Indian Corn Stew

1 Tbsp. vegetable oil

1-1/2 pounds lean ground beef

1 large onion, chopped (1-1/2 cups)

2 cloves garlic, minced

1-1/2 cups sweet green peppers, cored,

seeded, and chopped

8 large ears corn (kernels cut off)

or 4 cups frozen corn

1 can (28-ounces)

crushed tomatoes

4 tsp. Worcestershire sauce

1/2 tsp. black pepper

1/2 tsp. chili powder

1/4 tsp. salt

1/8 tsp. cayenne pepper

1 medium zucchini or yellow summer squash,

thinly sliced crosswise (2 cups)

In a 6-quart Dutch oven, heat the oil over moderately high heat.

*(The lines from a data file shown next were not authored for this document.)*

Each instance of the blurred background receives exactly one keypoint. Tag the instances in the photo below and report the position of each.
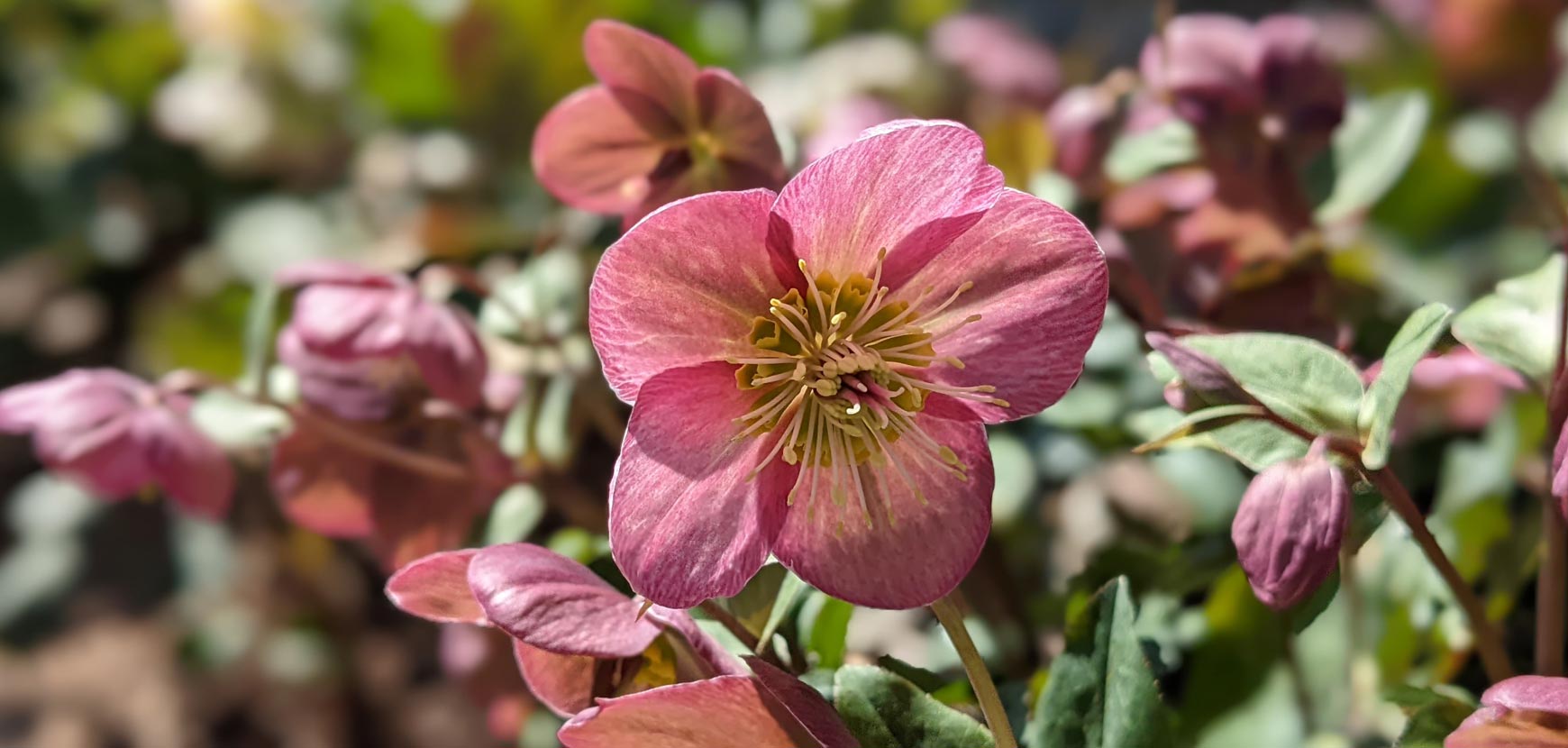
(160, 160)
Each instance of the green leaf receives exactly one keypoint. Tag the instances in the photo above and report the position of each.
(1199, 422)
(1152, 151)
(1434, 714)
(1302, 379)
(825, 625)
(1381, 400)
(1371, 150)
(885, 711)
(1101, 692)
(1517, 325)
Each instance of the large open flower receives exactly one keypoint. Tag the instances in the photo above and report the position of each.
(656, 129)
(813, 370)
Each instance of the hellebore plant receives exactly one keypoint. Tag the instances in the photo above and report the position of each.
(118, 434)
(656, 129)
(576, 637)
(813, 370)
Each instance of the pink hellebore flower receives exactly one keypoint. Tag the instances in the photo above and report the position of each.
(1519, 712)
(656, 129)
(813, 370)
(1290, 527)
(120, 434)
(576, 637)
(360, 339)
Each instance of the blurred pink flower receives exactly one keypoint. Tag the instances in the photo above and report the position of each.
(361, 341)
(996, 55)
(654, 129)
(576, 637)
(770, 709)
(813, 370)
(1290, 527)
(120, 434)
(1519, 712)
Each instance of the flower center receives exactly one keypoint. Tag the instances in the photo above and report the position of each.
(841, 374)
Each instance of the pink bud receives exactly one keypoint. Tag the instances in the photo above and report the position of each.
(1290, 527)
(118, 434)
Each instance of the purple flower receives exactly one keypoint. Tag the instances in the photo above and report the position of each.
(120, 434)
(813, 370)
(656, 129)
(1519, 712)
(362, 342)
(1290, 527)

Add the beef, onion and garlic and cook, stirring frequently, for 8 minutes or until browned. Lower the heat, stir in green peppers and simmer, uncovered, for 5 minutes or until peppers are tender, stirring occasionally.

Stir in corn, tomatoes, Worcestershire, black pepper, chili powder, salt, and cayenne pepper and bring to a boil. Lower the heat, cover, and simmer for 15 minutes. Add the squash, then simmer for 5 minutes longer or until the vegetables are tender.